Beruntung mereka mengemudikan Reginleif. Dengan desainnya yang sedikit lebih meningkatkan sandar keamanan pilot, peti mati aluminium Republik memiliki celah antara kanopi dan rangka, seolah-olah meniru gagasan tahan air. Jika mereka mengemudikan Juggernauts Republik, mereka akan tenggelam atau mati beku saat ini.
Namun, mereka tidak sepenuhnya kering saat merangkak keluar dari air. Matahari telah terbenam tanpa mereka duga, dan meskipun hujan salju telah berhenti, udara semakin dingin.
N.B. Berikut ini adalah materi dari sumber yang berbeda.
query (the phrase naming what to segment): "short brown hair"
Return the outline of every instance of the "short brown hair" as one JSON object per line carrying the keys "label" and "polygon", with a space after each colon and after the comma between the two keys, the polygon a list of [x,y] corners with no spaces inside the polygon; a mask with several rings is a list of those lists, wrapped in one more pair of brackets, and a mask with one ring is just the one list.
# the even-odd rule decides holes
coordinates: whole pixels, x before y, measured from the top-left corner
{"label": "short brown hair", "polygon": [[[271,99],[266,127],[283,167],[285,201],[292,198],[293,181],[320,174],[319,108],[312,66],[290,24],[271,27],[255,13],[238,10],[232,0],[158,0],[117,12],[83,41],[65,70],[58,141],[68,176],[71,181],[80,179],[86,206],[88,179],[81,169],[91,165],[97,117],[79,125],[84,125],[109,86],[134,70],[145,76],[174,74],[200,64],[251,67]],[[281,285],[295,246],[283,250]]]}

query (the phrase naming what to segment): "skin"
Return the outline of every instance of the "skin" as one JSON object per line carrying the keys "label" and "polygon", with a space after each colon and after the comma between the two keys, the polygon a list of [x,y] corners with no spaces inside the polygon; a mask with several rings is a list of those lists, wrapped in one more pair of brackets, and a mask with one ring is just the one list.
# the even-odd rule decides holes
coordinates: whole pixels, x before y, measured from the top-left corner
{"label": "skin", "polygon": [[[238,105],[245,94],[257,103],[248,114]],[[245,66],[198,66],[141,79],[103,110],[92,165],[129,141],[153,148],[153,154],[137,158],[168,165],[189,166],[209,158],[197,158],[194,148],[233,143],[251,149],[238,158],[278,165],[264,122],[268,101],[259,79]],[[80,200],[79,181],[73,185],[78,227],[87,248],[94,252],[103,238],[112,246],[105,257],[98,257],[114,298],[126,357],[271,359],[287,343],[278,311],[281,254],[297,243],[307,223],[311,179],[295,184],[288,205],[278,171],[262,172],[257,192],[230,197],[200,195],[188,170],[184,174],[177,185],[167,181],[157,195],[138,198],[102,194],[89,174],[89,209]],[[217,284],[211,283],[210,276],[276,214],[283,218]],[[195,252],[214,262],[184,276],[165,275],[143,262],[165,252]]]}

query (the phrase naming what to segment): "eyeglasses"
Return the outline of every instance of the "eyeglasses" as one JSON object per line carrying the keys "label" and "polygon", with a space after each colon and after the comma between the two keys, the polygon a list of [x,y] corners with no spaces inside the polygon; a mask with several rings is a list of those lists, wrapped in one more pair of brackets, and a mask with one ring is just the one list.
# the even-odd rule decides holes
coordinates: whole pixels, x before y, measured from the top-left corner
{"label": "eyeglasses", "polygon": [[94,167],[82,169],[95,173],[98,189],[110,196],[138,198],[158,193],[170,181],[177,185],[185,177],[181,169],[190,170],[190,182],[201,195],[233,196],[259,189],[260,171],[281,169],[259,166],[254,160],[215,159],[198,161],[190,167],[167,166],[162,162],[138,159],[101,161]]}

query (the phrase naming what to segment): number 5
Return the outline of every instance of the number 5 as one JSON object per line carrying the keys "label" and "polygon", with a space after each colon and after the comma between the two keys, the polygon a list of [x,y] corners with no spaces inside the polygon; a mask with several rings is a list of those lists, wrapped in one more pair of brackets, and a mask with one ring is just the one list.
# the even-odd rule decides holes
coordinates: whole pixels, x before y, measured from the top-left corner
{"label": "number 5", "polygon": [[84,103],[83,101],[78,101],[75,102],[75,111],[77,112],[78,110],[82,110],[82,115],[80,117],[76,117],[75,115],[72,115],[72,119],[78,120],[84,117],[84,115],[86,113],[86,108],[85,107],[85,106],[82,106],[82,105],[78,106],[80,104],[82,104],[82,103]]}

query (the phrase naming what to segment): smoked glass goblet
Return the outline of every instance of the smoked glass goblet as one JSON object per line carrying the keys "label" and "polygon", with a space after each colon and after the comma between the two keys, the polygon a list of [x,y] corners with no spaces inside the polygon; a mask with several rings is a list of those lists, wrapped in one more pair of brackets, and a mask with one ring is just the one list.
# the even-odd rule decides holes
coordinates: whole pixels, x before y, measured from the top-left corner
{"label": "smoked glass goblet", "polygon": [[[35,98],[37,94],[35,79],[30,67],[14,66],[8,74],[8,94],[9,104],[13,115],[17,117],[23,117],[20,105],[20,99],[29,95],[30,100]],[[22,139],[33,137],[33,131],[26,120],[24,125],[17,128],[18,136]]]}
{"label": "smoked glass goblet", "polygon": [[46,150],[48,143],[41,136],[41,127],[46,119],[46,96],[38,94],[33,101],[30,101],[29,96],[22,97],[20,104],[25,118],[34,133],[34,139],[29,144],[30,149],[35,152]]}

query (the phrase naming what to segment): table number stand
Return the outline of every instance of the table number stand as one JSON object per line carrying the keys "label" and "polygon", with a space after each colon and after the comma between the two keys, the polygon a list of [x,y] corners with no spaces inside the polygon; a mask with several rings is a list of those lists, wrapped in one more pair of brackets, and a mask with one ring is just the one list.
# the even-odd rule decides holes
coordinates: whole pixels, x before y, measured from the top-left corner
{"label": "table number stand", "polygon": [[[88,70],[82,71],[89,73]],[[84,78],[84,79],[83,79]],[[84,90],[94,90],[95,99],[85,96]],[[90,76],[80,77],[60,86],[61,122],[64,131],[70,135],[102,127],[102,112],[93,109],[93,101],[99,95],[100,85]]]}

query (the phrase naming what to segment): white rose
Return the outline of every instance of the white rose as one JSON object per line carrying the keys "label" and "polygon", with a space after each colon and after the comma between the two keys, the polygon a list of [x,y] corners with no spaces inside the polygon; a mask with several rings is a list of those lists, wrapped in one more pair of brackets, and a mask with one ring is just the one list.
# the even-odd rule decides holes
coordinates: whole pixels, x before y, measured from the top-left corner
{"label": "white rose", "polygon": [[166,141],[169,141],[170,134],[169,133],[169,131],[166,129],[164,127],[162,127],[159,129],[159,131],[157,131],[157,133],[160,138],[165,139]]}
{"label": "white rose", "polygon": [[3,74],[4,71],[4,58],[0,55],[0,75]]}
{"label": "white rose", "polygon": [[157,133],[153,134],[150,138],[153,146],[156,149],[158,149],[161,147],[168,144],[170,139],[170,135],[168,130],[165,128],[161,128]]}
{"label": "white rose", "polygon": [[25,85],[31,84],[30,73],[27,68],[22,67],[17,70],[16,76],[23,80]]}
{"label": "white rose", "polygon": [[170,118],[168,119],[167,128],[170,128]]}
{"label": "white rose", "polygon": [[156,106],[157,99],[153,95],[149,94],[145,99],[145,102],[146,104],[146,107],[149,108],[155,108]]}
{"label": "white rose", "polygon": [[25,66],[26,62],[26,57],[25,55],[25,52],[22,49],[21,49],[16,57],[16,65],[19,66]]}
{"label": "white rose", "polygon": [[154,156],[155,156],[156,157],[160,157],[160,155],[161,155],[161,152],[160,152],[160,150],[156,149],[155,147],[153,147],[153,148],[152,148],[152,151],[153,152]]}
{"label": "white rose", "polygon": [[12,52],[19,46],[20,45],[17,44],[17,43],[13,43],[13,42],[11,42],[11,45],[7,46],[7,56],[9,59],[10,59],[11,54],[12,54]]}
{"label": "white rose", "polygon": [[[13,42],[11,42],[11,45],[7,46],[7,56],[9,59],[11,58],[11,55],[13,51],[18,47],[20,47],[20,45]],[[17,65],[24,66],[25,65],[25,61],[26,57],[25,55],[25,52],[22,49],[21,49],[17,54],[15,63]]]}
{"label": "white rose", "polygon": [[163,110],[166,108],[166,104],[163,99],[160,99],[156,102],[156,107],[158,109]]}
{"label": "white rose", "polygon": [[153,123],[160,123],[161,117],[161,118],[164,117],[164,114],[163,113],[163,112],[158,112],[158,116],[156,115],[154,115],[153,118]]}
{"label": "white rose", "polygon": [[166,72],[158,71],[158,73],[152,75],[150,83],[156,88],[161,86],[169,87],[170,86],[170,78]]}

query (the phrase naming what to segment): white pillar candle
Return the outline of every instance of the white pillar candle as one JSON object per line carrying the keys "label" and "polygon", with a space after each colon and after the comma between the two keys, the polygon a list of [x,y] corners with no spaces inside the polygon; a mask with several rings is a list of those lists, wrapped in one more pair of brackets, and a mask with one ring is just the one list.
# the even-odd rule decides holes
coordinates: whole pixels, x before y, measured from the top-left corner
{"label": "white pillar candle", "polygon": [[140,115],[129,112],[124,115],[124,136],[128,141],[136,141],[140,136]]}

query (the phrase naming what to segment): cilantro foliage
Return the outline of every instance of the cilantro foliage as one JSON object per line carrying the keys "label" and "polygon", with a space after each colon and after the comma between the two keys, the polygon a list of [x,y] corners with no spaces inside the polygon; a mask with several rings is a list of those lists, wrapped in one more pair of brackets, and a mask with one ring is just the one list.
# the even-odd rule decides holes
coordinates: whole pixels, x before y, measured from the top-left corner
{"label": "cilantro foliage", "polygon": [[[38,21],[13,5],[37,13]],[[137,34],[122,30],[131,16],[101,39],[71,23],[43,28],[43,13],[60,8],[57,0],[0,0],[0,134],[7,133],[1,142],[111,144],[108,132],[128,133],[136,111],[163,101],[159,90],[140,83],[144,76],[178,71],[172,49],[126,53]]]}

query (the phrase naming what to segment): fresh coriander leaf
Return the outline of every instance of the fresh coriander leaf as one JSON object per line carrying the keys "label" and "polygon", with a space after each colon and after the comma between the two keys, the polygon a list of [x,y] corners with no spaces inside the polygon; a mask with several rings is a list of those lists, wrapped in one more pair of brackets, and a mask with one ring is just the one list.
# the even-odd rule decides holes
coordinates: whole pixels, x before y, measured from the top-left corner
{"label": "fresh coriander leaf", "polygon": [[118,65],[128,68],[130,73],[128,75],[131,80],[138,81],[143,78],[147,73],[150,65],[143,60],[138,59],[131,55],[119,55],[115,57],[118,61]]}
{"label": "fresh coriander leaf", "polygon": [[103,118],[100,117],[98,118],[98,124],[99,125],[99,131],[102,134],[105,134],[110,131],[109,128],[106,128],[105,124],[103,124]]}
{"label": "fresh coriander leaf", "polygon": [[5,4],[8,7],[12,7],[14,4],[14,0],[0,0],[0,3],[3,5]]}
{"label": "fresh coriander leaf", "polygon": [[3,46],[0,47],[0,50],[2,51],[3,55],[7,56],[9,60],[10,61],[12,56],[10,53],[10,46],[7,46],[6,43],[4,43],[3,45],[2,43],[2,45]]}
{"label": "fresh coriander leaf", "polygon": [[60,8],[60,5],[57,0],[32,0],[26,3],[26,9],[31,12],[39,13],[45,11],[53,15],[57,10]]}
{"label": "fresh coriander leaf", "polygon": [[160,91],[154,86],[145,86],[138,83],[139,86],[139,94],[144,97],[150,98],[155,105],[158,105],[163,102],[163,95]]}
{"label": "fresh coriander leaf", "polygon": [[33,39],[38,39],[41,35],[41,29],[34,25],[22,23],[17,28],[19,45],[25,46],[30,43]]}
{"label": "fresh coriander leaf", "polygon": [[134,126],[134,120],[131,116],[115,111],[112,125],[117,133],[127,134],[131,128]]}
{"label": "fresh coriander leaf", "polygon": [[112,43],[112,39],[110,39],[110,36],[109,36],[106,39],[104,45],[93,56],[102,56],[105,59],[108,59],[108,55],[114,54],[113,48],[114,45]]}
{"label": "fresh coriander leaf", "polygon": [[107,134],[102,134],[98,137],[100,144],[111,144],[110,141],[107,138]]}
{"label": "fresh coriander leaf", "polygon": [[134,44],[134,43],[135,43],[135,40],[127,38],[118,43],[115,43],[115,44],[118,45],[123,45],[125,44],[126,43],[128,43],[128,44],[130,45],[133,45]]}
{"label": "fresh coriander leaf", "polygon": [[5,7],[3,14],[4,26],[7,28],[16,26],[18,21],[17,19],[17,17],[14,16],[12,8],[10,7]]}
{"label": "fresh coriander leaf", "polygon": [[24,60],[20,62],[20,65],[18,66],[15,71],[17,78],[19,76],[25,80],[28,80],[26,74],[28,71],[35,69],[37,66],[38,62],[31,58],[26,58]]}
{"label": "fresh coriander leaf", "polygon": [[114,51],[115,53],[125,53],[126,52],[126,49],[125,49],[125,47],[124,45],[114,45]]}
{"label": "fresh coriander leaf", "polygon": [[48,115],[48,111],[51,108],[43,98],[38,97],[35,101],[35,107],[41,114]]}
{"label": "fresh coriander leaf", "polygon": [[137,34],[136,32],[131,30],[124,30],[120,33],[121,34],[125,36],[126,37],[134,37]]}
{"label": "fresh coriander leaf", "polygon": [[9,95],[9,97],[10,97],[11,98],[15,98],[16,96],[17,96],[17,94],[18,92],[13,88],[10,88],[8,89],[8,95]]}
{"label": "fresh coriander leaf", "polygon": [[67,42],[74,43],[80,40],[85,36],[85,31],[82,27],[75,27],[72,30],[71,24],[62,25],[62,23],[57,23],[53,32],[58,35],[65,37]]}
Anju berdiri di hawa yang sangat dingin, melihat sekeliling sambil membelai rambutnya, yang begitu dingin hingga terasa membeku. Mereka harus mencari tempat, di mana pun itu, untuk berlindung dari angin.
Setelah menemukan pondok kayu kecil yang terletak di tepi sungai di dasar jurang curam yang dikelilingi tebing, mereka memutuskan untuk berlindung di sana. Itu mungkin pondok berburu atau semacamnya. Sebuah tempat yang sepertinya disiapkan untuk menghabiskan musim dingin dengan berburu di pegunungan.
Interiornya adalah kamar single yang sudah usang tapi untungnya dilengkapi dengan perabotan yang memadai, dengan perapian di tengahnya. Mereka beruntung.
"Jadi kita harus menunggu disini sampai bantuan tiba?”
“Kita tidak punya banyak pilihan. Juggernaut kehabisan energi, dan kita tidak bisa menggunakan Para-RAID saat ini."
Suhu turun di bawah nol, dan Perangkat RAID terbuat dari logam. Menyentuhnya secara sembrono dapat mengakibatkan radang dingin.
"Kita bisa berlindung dari angin dan salju di sini. Aku tidak berpikir kita akan mati kedinginan… Namun …"
Pikiran itu membuatnya mendesah. Kokpit mereka memiliki senapan serbu lipat, dan mereka membawanya bersama pistol di sarungnya.
“… Selain ranjau otomatis, jika Legiun tipe lain muncul, kita mungkin berada dalam masalah."
xxx
"Mereka terdampar."
"Sepertinya begitu."
Itu adalah gunung bersalju, meski saat ini sedang musim panas, dan mereka adalah kelompok kecil yang terisolasi. Bukan hanya Shin tapi bahkan Vika, yang biasanya tetap tenang dalam segala situasi sampai terasa sombong, memiliki ekspresi stress di wajahnya. Mereka berada di ruang pertemuan Pangkalan Benteng Revich.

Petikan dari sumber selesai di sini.